En 2020, 77.000 tonnes d’huiles de colza et de tournesol et 460.000 tonnes de tourteaux de colza et de tournesol ont été consommés (Source : USDA – Janvier 2022). Le Maroc produit annuellement et en fonction des conditions climatiques entre 25.000 et 40.000 tonnes de graines oléagineuses qui contribuent à répondre aux besoins du Royaume en huiles et tourteaux.

Même si le taux de couverture est encore faible au regard du marché, la dynamique mise en place par les acteurs de l’amont et de l’aval constitue une base solide pour le développement de la filière dans les années à venir.

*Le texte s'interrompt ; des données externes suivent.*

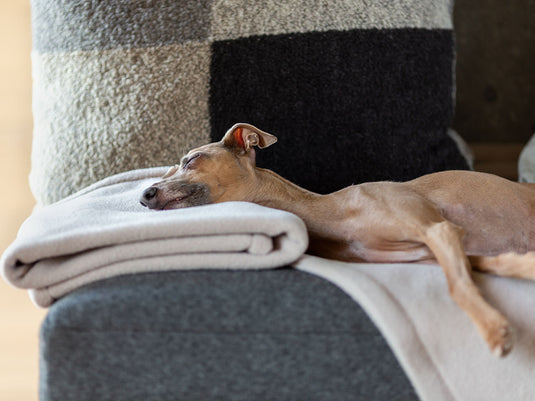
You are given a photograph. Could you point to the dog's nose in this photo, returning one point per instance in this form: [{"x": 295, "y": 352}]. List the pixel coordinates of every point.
[{"x": 148, "y": 195}]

L’un des principaux bassins de production des cultures oléagineuses se trouve dans la région de Fès-Meknès. Avec une contribution de 21,1 % au PIB agricole nationale, l’agriculture constitue un véritable levier économique pour la région.

“La région de Fès-Meknès est un bassin de production avec une SAU de 1.240 million d’hectares »

“La région de Fès-Meknès est un bassin de production de premier rang au niveau national, avec une superficie agricole utile de 1.240 million d’hectares et une dynamique agro-industrielle importante autour des filières des grandes cultures”, a déclaré le Chef de division des filières de productions agricoles à la Direction Régionale de l’agriculture de la région de Fès-Meknès, Mostapha Mrhari.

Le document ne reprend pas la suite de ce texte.